In 3Q 2017, FinCEN reported (8) that of the 40,842 total SARs submitted related to Marijuana Businesses, roughly 70% (28,689) were defined as “Marijuana Limited”, meaning the business was fully complying with Federal guidance as per the Cole Memo. Likewise, ~23% (9,409) of SARs served to terminate the relationship with marijuana related businesses; it is unclear how many of these were due to a lack of adherence to guidelines or that the Institution simply wished to discontinue the relationship because of risk involved. This leaves only ~6% (2,744) of SARs reporting concerns regarding adherence to the Cole Memo guidelines, but chose to continue the relationship with these businesses.
In May 2017, a bipartisan group of Senators sought to legislate the conflict between State vs. Federal law regarding commercial cannabis businesses. The “Secure And Fair Enforcement Banking Act of 2017’’ (9) (known as the SAFE Act) would solve a key problem for individuals within the banking service industry who wish to benefit from the gains that could be made within commercial marijuana manufacturing.
The act proposes that a Federal banking regulator may not:
- Terminate or limit the deposit insurance or share insurance of a depository institution under the Federal Deposit Insurance Act or the Federal Credit Union Act solely because the depository institution provides or has provided financial services to a cannabis-related legitimate business;
- Prohibit, penalize, or discourage Institutions from providing financial services to legitimate cannabis-related businesses;
- Recommend, incentivize, or encourage a depository institution not to offer financial services to an account holder, or to downgrade or cancel services offered to an account holder solely because they partake in cannabis-related businesses;
- Take any adverse action on a loan made to an owner or operator of a cannabis-related legitimate business solely because of their affiliations with the cannabis-related business.
Cannabis-related businesses understand the risk involved for banking Institutions to do business with them, and are willing to pay exorbitant fees to use even basic banking services.
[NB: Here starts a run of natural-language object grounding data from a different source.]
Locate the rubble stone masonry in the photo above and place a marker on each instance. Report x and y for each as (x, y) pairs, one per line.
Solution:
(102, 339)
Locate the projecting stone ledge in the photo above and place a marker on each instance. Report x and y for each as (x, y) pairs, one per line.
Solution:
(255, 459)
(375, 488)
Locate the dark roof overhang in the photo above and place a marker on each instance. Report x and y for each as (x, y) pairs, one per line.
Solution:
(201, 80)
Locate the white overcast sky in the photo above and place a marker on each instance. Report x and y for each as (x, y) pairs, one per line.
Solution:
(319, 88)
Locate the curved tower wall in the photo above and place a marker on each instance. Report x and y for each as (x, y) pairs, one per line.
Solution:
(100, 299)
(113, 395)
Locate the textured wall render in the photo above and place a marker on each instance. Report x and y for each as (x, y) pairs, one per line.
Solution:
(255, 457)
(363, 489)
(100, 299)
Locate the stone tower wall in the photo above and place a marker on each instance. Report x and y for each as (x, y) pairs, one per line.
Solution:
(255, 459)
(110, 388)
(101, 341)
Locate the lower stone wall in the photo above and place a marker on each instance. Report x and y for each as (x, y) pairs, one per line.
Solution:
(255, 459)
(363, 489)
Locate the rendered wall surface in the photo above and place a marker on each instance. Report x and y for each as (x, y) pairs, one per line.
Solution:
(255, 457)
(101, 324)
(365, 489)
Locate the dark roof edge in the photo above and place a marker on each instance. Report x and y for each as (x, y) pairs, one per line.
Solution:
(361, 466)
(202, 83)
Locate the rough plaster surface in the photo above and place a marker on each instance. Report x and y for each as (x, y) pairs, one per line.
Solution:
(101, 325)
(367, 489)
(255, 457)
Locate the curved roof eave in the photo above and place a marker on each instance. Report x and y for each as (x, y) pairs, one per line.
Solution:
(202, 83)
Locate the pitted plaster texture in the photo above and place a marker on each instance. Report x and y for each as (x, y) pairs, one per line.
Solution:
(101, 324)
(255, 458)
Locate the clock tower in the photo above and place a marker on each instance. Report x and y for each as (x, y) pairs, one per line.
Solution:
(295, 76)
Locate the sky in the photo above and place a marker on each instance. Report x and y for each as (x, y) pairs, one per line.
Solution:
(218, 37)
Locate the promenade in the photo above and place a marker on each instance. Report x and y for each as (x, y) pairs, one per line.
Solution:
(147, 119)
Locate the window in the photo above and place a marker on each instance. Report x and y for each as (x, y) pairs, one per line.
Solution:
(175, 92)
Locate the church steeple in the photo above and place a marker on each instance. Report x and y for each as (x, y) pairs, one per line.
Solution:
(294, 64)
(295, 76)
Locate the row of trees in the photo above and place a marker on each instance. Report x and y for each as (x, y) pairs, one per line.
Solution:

For lack of Banks and Credit Unions to do business with MRBs, some states are resorting to using “cashless” systems (10) such as PayPal and CanPay to avoid the troubles that come with cash only businesses: robbery risk, security guards, armored vehicle cash transport, security camera monitoring, and so on.
There is certainly a need that is not currently being fulfilled. In fact, in 2015 the FDIC had even released a report (11) stating that banks should consider clients on a case-by-case basis. If banks are to take on marijuana related businesses responsibly, these businesses would require some specialized monitoring – but this holds true for any industry with a certain degree of risk involved.